Do. Or do not. There is no try
“We are not bidding on the JEDI contract because first, we couldn’t be assured that it would align with our AI Principles," a Google spokesperson said in a statement to Bloomberg.
The company's AI Principles have been a matter of internal contention for the technology giant, with senior Google officials pushing to chase lucrative military contracts, while lower level employees chafed against the move.
A key example of this can be found in 'Project Maven,' a secret Google Cloud product for the US military that aimed to use Google's image recognition smarts for DoD drones. While it was a small contract worth just $9 million, company emails viewed by The New York Times revealed that Google had hoped Maven would lead to bigger contracts.
But, when the project was made public by Gizmodo, the reaction from the wider Google community was far from positive - around a dozen employees resigned, while more than 4,000 signed a petition against it. “We believe that Google should not be in the business of war,” the petition said.
In response, Google released its AI Principles that clarified the company's views on working with the military, and in June said that it would not renew its Maven contract. At the end of September, Google CEO Sundar Pichai secretly visited the Pentagon to try to smooth the relationship.
The company is also facing internal and external tumult over revelations that it is planning a return to China with a censored search engine.
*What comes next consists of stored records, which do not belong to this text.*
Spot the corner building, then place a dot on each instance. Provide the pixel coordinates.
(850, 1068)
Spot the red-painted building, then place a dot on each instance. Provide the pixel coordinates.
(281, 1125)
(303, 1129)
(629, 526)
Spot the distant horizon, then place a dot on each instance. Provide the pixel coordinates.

The engine, Project Dragonfly, would likely go against several of the company's new principles - "technologies that cause or are likely to cause overall harm; technologies that gather or use information for surveillance violating internationally accepted norms; technologies whose purpose contravenes widely accepted principles of international law and human rights."
I find your lack of certifications disturbing
There is another reason why Google has decided not to compete for the JEDI cloud contract, with the spokesperson admitting "we determined that there were portions of the contract that were out of scope with our current government certifications.”
The company trails behind Amazon Web Services and Microsoft Azure in gaining the myriad certifications required to run different government workloads, many of which are of course highly sensitive and top secret.
“Had the JEDI contract been open to multiple vendors, we would have submitted a compelling solution for portions of it,” the Google spokesperson said. “Google Cloud believes that a multi-cloud approach is in the best interest of government agencies, because it allows them to choose the right cloud for the right workload.”
Google's stance has been echoed by pretty much every cloud provider other than Amazon, the presumptive front-runner for the JEDI contract. Microsoft, IBM and Oracle were among those lobbying both publicly and privately to break up the contract into multiple smaller awards.
Their consternation led to Congress publicly asking why the contract was single-award, to which DOD spokesperson Dana White responded, saying that the contract will last just two years, at which point “we will re-examine the marketplace and make a decision about the capabilities we need for the next option period."
Critics, however, point out that once a provider is chosen, they will remain the most likely choice for the next option period. The full contract, worth up to $10bn, will last 10 years.